All of that changed last summer, when REvil affiliates teamed up with another ransomware organisation, DarkSide, to attack Colonial Pipeline, resulting in nationwide fuel shortages and price rises. Investigators were able to hack into the REvil gang’s operations and force the group offline just months later, thanks to a multi-country law enforcement investigation.

Europol said in November 2021 that it had arrested seven REvil affiliates who had demanded more than $230 million in ransom since 2019. At the same time, US officials unveiled two indictments against two suspected REvil cybercriminals, referring to them as “REvil Affiliate #22” and “REvil Affiliate #23,” respectively.

The genuine identity of REvil’s top captains and moneymakers have clearly been known to US authorities for some time. President Biden warned Russian President Vladimir Putin last fall that he expects Russia to act if the US reveals information on specific Russians participating in ransomware operations.

So, why are we doing this now? Russia has reportedly stockpiled 100,000 troops along its southern border with Ukraine, and diplomatic efforts to alleviate the situation have failed. The Biden administration has accused Moscow of sending saboteurs into Eastern Ukraine to manufacture an incident that could provide Putin a pretext for authorising an invasion, according to the Washington Post and other media sites.

Kevin Breen, director of threat research at Immersive Labs, remarked, “The most remarkable part about these arrests is the timing.” “Russian government strategy on cybercrime has been, to put it mildly, reactive for years. These arrests are most likely part of a much larger, multi-layered political discussion between Russia and the United States, which is presently underway.”

President Biden has warned that if Russia invades Ukraine, it will face heavy consequences. However, Putin has stated that such penalties might result in the abolition of diplomatic relations between the two countries.

The arrests of REvil in Russia have been dubbed “ransomware diplomacy” by Dmitri Alperovitch, co-founder of CrowdStrike and former chief technical officer.

On Twitter, Alperovitch commented, “This is Russian ransomware diplomacy.”

On Twitter, Alperovitch commented, “This is Russian ransomware diplomacy.” “It’s a message to the US: if you don’t impose heavy penalties against us for invading Ukraine, we’ll keep working with you on ransomware investigations.”

Many government websites in Ukraine were vandalised by hackers with an ominous message informing Ukrainians that their personal data was being transferred to the Internet as the REvil arrests were revealed. The letter warned, “Be afraid and expect the worse.”

According to experts, Ukraine has reason to be concerned. Russia has long used Ukraine as a proving ground for its offensive hacking capabilities. The cyberattack on Ukraine’s power infrastructure on December 23, 2015, was blamed on state-backed Russian hackers, who left 230,000 consumers in the dark.

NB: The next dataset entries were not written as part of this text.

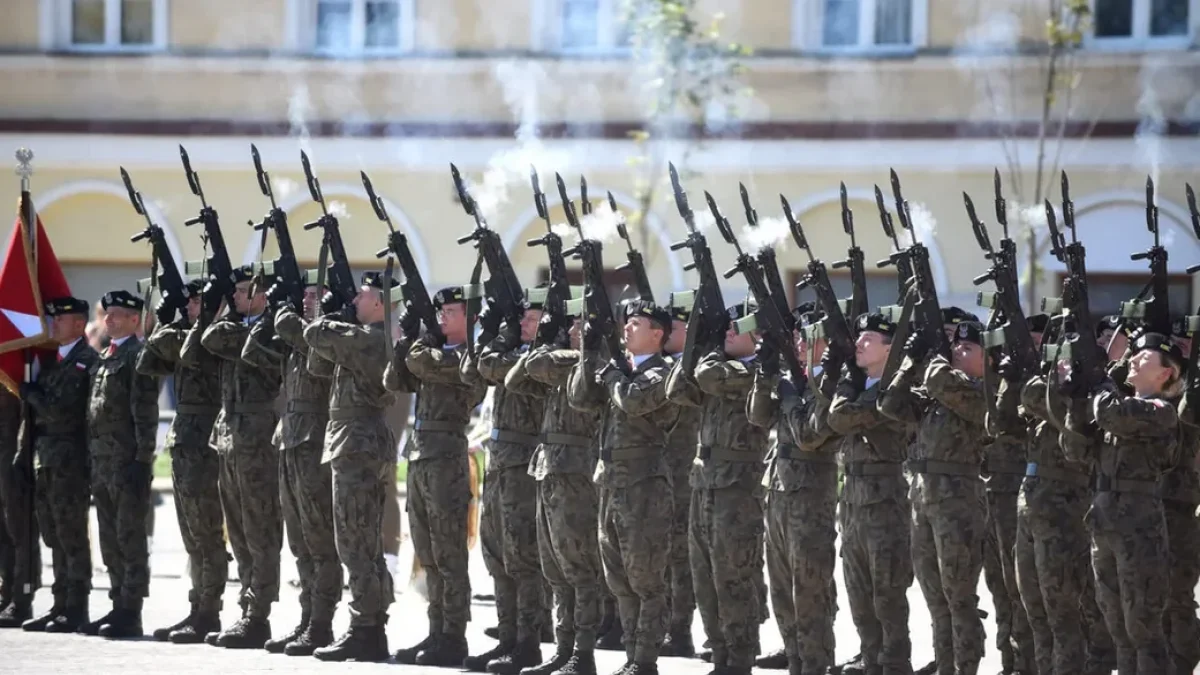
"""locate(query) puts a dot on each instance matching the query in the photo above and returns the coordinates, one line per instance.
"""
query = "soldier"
(123, 424)
(1140, 443)
(874, 506)
(636, 501)
(250, 475)
(726, 520)
(802, 482)
(59, 401)
(947, 525)
(567, 501)
(360, 449)
(193, 467)
(438, 482)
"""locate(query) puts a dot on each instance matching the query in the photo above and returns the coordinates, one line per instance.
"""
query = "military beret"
(121, 299)
(875, 322)
(65, 305)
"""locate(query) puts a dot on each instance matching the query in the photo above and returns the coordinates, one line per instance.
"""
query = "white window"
(363, 27)
(108, 25)
(1143, 22)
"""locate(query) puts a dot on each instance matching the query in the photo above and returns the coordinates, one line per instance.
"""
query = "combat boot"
(316, 634)
(479, 663)
(448, 651)
(277, 644)
(526, 655)
(18, 611)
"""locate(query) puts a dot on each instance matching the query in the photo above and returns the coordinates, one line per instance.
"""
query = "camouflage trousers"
(876, 559)
(359, 489)
(726, 544)
(947, 557)
(1132, 583)
(1055, 578)
(250, 495)
(1013, 637)
(1183, 561)
(195, 472)
(801, 557)
(569, 550)
(306, 496)
(634, 524)
(438, 496)
(63, 508)
(121, 520)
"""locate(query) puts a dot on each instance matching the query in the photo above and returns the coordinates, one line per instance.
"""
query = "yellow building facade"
(840, 91)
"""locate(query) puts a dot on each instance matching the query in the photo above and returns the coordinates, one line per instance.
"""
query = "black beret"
(121, 299)
(65, 305)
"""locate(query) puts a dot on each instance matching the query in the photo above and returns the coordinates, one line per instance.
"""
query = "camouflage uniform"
(726, 519)
(361, 449)
(438, 475)
(568, 547)
(250, 472)
(60, 413)
(802, 478)
(508, 527)
(195, 467)
(636, 500)
(123, 424)
(875, 525)
(946, 493)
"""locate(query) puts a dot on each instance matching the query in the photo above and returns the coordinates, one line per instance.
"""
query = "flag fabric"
(23, 287)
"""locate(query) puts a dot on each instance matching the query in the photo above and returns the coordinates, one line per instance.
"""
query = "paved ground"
(30, 652)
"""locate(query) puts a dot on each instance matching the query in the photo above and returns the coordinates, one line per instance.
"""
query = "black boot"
(479, 663)
(526, 655)
(277, 644)
(360, 643)
(316, 635)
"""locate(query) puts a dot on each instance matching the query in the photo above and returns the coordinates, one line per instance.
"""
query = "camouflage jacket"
(249, 392)
(357, 398)
(516, 417)
(197, 384)
(568, 441)
(874, 447)
(636, 418)
(948, 408)
(123, 407)
(444, 401)
(60, 407)
(804, 453)
(730, 451)
(306, 382)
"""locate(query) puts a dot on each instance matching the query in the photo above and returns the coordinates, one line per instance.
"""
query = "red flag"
(23, 287)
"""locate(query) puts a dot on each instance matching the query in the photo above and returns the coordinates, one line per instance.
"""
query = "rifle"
(834, 324)
(707, 324)
(340, 278)
(165, 273)
(286, 267)
(216, 266)
(417, 296)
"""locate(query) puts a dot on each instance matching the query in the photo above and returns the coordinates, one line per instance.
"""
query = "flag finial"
(24, 167)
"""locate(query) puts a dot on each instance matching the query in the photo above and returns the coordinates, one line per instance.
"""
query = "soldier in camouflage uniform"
(636, 501)
(946, 400)
(250, 475)
(874, 506)
(361, 451)
(123, 424)
(59, 400)
(802, 499)
(438, 472)
(726, 520)
(567, 501)
(195, 466)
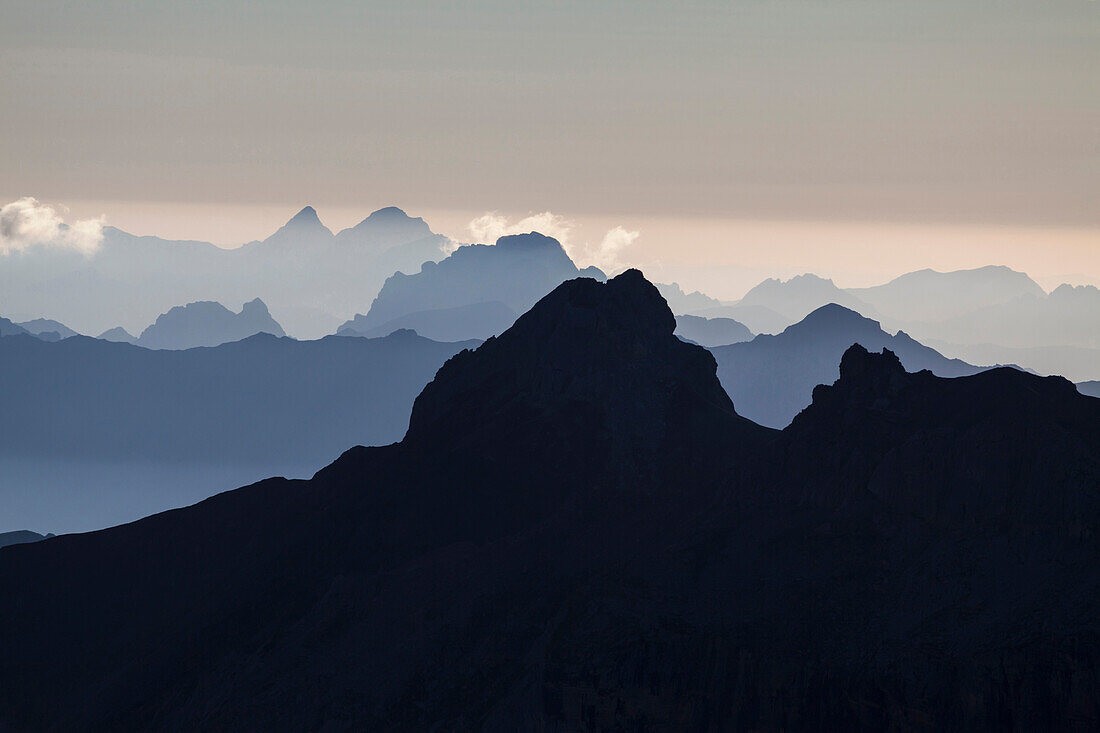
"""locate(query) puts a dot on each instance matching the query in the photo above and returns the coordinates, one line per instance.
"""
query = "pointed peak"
(531, 240)
(388, 212)
(307, 217)
(860, 364)
(255, 305)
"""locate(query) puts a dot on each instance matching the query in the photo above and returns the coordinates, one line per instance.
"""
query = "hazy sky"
(713, 129)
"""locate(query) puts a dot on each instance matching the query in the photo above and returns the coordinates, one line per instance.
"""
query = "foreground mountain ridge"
(580, 531)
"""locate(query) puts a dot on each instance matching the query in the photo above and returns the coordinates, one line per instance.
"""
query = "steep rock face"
(579, 532)
(589, 360)
(771, 378)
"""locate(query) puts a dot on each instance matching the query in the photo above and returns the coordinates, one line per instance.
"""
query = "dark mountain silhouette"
(517, 271)
(46, 327)
(771, 378)
(303, 229)
(579, 532)
(8, 328)
(712, 331)
(119, 335)
(931, 295)
(758, 319)
(21, 537)
(476, 320)
(98, 433)
(311, 279)
(796, 297)
(208, 324)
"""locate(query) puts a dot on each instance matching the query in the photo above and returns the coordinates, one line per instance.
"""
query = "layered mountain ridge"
(579, 531)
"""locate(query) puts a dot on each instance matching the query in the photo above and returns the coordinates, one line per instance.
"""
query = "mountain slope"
(771, 378)
(580, 532)
(475, 320)
(45, 326)
(98, 433)
(517, 271)
(208, 324)
(9, 328)
(21, 537)
(712, 331)
(796, 297)
(118, 335)
(931, 295)
(310, 279)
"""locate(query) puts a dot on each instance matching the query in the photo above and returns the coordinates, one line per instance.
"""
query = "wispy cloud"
(605, 254)
(28, 222)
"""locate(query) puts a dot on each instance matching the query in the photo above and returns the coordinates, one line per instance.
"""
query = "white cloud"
(606, 256)
(491, 226)
(28, 222)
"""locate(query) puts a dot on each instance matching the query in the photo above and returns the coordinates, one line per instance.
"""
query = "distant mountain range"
(771, 378)
(98, 433)
(1090, 389)
(314, 281)
(473, 282)
(927, 295)
(580, 532)
(205, 325)
(310, 277)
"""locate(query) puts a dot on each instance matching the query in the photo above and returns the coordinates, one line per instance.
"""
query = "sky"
(711, 142)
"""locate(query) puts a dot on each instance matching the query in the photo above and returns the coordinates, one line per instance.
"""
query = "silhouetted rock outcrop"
(208, 324)
(771, 378)
(579, 532)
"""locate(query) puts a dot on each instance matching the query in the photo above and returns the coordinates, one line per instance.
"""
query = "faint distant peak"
(305, 218)
(833, 316)
(391, 214)
(391, 223)
(255, 306)
(531, 240)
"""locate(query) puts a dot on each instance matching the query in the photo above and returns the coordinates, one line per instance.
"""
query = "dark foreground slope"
(94, 434)
(771, 378)
(579, 532)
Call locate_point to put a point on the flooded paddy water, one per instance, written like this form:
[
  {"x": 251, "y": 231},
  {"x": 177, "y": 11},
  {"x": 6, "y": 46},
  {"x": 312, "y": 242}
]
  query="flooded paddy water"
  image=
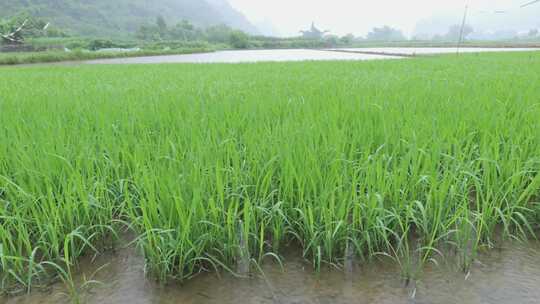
[
  {"x": 297, "y": 55},
  {"x": 510, "y": 274}
]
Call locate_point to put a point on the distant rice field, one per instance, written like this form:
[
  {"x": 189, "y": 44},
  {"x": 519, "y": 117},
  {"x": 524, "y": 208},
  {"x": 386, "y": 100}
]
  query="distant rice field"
[{"x": 210, "y": 166}]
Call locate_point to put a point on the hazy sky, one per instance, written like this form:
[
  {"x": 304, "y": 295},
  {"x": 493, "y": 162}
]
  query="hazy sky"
[{"x": 357, "y": 16}]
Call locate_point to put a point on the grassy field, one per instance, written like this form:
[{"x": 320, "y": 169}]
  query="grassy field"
[{"x": 213, "y": 164}]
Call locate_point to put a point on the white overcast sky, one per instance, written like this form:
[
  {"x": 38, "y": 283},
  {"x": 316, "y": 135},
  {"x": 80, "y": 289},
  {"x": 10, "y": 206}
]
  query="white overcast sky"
[{"x": 356, "y": 16}]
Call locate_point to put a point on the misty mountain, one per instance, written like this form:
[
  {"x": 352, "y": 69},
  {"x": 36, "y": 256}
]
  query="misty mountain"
[
  {"x": 497, "y": 22},
  {"x": 123, "y": 17}
]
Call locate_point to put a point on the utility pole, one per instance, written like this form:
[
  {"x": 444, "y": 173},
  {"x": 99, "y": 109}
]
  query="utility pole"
[{"x": 462, "y": 28}]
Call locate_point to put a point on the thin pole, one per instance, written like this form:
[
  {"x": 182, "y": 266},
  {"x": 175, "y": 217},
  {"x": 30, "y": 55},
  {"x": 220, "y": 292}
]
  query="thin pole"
[
  {"x": 530, "y": 3},
  {"x": 462, "y": 29}
]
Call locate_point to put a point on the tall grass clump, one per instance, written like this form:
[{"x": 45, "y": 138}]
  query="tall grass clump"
[{"x": 211, "y": 164}]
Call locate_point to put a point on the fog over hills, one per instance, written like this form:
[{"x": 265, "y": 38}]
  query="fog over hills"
[
  {"x": 121, "y": 17},
  {"x": 500, "y": 21}
]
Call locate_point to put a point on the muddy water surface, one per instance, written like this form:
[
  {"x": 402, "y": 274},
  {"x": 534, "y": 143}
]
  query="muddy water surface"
[{"x": 506, "y": 275}]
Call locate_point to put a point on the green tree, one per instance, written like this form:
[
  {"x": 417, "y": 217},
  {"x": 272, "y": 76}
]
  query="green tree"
[
  {"x": 239, "y": 40},
  {"x": 162, "y": 26}
]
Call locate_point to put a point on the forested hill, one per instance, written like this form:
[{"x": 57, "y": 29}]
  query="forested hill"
[{"x": 124, "y": 17}]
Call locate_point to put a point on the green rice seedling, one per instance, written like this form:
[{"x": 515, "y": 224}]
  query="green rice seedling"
[{"x": 400, "y": 158}]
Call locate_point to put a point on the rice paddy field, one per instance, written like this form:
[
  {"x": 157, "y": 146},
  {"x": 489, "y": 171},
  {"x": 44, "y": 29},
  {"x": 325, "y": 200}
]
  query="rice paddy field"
[{"x": 218, "y": 167}]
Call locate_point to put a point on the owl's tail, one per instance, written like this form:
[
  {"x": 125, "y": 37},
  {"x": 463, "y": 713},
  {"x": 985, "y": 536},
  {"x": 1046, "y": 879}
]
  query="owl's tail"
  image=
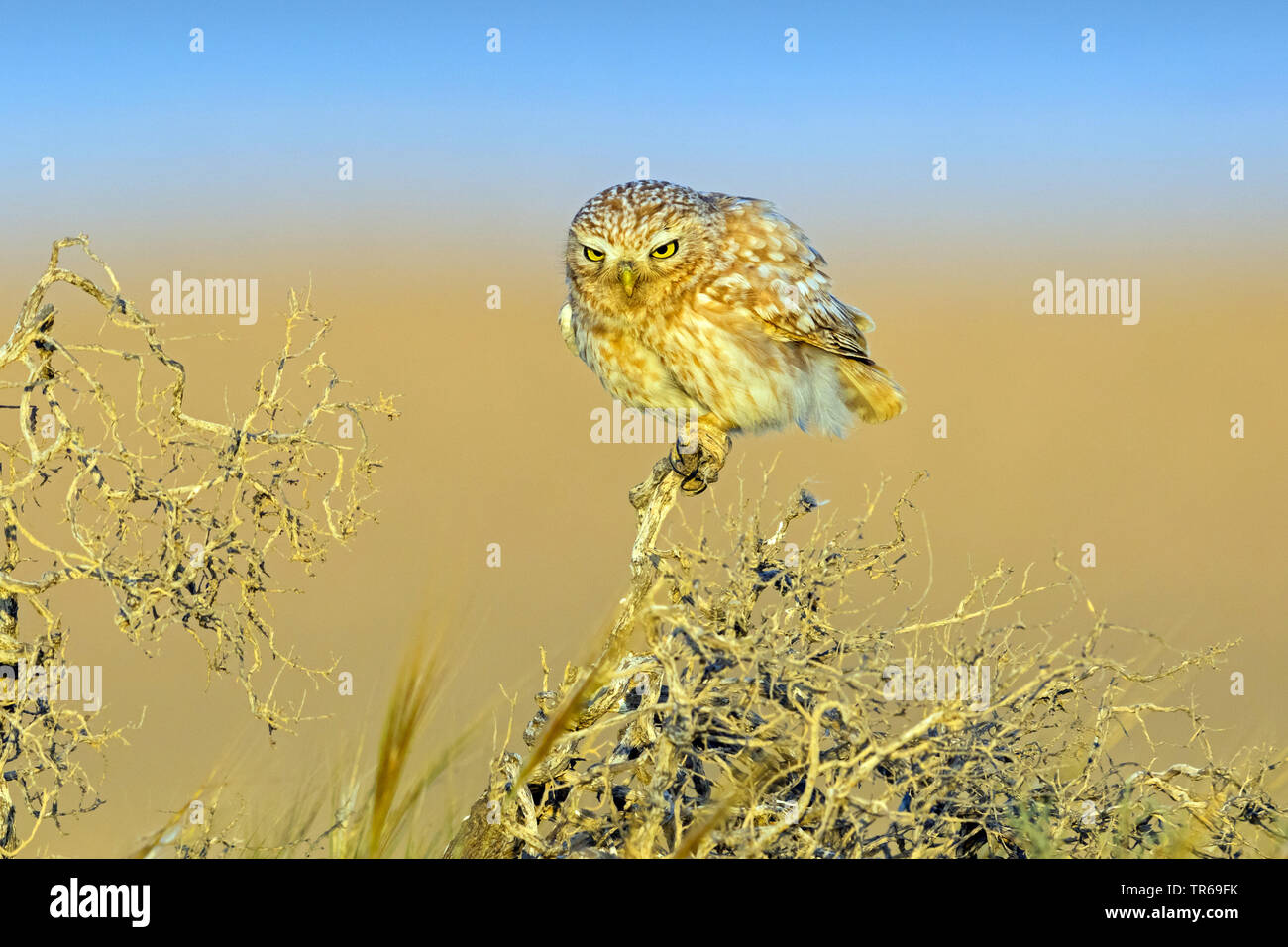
[{"x": 871, "y": 393}]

NotPetya, a large-scale cyberattack aimed at Ukrainian enterprises that ended up causing a very disruptive and costly global malware spread, has also been linked to Russia.

Despite the lack of a definitive attribution of these current attacks to Russia, David Salvo, deputy director of The Alliance for Securing Democracy, believes there is evidence to assume Russia’s involvement.

“These are tried-and-true Russian tactics,” says the author. In the run-up to its 2008 invasion of Georgia, Russia conducted cyber and information operations. It has long carried out large-scale cyberattacks against Ukrainian infrastructure, as well as information operations against Ukrainian forces and residents. And it’s unsurprising that it’d adopt similar tactics now, when it’s evident that Moscow is searching for any excuse to attack Ukraine once more and, in true cynical way, accuse the West.”